In such a little house lived the Brandreths waiting for the end of the world. Their home had not been changed for thirty, years—not only they but everything in the house from the pink china shepherd and shepherdess on the sitting-room mantelpiece to the old dark clock with the yellow spotted face at the bottom of the stairs was also waiting for the end of the world.

The end of the world had been prophesied throughout the ages to take place exactly at 11:45 on the night of January 20th, 1929. It was strange when you considered that the prophecies had been so universal that only the Brandreths and some half-a-dozen other persons were aware of the important fact. Not strange on the other hand when you consider the important things that only Mr. Isaac Newton or Professor Einstein have known at different times, or even if you wish to consider a little further the strange things that only you yourself know, as for instance how the birds that sleep in the trees above the Rambla in Barcelona look like balls of silver, or that snails are best eaten with a flavour of lemon.

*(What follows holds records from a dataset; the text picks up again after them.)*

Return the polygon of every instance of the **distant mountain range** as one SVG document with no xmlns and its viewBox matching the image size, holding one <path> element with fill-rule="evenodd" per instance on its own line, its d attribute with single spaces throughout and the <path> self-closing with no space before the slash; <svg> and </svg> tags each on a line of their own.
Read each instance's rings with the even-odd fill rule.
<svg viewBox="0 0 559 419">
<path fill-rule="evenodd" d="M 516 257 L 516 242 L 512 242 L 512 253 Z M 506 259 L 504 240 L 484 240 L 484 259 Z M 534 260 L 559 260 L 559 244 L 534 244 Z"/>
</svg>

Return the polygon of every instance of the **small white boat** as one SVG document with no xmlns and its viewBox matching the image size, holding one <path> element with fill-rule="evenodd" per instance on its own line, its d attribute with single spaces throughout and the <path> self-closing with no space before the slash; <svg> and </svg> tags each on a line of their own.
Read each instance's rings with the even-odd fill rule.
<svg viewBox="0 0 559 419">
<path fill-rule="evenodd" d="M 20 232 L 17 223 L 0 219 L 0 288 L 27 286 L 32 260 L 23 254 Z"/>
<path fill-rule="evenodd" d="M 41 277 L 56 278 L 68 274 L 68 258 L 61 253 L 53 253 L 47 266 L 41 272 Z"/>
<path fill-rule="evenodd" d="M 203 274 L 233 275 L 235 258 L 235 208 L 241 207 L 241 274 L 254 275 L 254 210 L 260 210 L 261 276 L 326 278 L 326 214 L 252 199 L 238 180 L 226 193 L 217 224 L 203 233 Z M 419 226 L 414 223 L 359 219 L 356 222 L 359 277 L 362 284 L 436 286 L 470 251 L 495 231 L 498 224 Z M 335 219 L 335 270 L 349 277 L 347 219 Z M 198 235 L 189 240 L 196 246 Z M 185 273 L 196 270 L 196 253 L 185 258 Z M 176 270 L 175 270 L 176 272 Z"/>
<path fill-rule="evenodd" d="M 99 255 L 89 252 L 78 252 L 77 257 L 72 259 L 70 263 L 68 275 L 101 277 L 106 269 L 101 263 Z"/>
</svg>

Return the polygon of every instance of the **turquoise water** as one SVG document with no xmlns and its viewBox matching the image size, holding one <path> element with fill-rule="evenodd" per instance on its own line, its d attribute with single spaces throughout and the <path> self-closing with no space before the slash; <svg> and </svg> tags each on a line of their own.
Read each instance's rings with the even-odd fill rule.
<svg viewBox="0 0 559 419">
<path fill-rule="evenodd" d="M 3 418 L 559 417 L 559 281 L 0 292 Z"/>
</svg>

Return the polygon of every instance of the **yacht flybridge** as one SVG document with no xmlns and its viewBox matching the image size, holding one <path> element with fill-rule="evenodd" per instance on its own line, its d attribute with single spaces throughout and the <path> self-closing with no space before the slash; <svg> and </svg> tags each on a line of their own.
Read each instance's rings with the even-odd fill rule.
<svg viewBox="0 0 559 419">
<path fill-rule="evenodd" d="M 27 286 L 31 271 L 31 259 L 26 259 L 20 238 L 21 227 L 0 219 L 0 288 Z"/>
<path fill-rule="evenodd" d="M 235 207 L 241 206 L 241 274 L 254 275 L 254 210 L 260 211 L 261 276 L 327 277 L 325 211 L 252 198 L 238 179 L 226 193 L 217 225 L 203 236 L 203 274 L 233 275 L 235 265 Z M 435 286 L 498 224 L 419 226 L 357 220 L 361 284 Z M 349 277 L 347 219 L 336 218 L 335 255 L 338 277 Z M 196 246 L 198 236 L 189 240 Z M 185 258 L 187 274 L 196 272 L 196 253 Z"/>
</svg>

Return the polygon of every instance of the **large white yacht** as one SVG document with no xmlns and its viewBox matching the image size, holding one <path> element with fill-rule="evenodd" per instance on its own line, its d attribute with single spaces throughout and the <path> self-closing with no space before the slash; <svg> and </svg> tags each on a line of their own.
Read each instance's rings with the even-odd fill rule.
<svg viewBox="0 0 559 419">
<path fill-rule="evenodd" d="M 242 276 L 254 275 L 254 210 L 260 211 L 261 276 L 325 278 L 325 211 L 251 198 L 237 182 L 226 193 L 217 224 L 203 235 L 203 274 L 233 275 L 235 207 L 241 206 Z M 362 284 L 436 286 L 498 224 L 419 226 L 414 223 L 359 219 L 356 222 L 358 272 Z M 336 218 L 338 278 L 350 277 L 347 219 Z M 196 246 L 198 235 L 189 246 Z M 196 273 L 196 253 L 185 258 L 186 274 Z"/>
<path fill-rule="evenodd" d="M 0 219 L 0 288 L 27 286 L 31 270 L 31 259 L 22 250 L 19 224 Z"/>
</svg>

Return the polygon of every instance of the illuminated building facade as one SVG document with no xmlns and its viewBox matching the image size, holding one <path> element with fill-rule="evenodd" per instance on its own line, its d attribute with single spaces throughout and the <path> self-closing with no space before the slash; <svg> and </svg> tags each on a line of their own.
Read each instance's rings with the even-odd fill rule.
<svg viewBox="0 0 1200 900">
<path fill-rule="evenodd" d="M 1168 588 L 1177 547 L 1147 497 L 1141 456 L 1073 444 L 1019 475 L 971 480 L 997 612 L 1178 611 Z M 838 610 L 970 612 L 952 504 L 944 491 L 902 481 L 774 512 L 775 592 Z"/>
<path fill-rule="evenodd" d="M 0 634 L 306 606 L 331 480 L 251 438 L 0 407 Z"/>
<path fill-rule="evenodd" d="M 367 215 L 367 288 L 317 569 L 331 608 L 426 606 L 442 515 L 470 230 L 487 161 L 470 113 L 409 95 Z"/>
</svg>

In any case Mr. Brandreth, now a bent silver-haired old bore of seventy, knew about the end of the world when he was twenty or so. He discovered it in the first place when in a temper with his mother. Because she had not cooked his Welsh Rarebit for his supper he sulked in his room (while she, poor lady, loving him, hurriedly cooked Welsh Rarebit to soothe him) and worked out the date from the Books of Isaiah and Ezekiel. He had had always a turn for mathematics, and it was late that night when, his mouth full of his desired toasted cheese, he made the astonishing discovery that the end of the world was arranged for precisely 11:45 on the night of January 20th, 1929. He went over his figures many times and found them quite correct, and in the rather hectic dreams that followed the cheese, God wrapped in a robe of silver wool came to him and congratulated him on having made a remarkable discovery.

Brandreth, like the rest of us, had a character commingled of many opposites. We are partly what others make of us, and to those who found Brandreth a bore that was exactly what he was. But there were others who saw in his pale thin hair, long bony nose and sharp watchful grey eyes a fascinating mystery. He never said very much and so seemed to be thinking the more. But, as a matter of fact he was, for most of the time, not thinking at all.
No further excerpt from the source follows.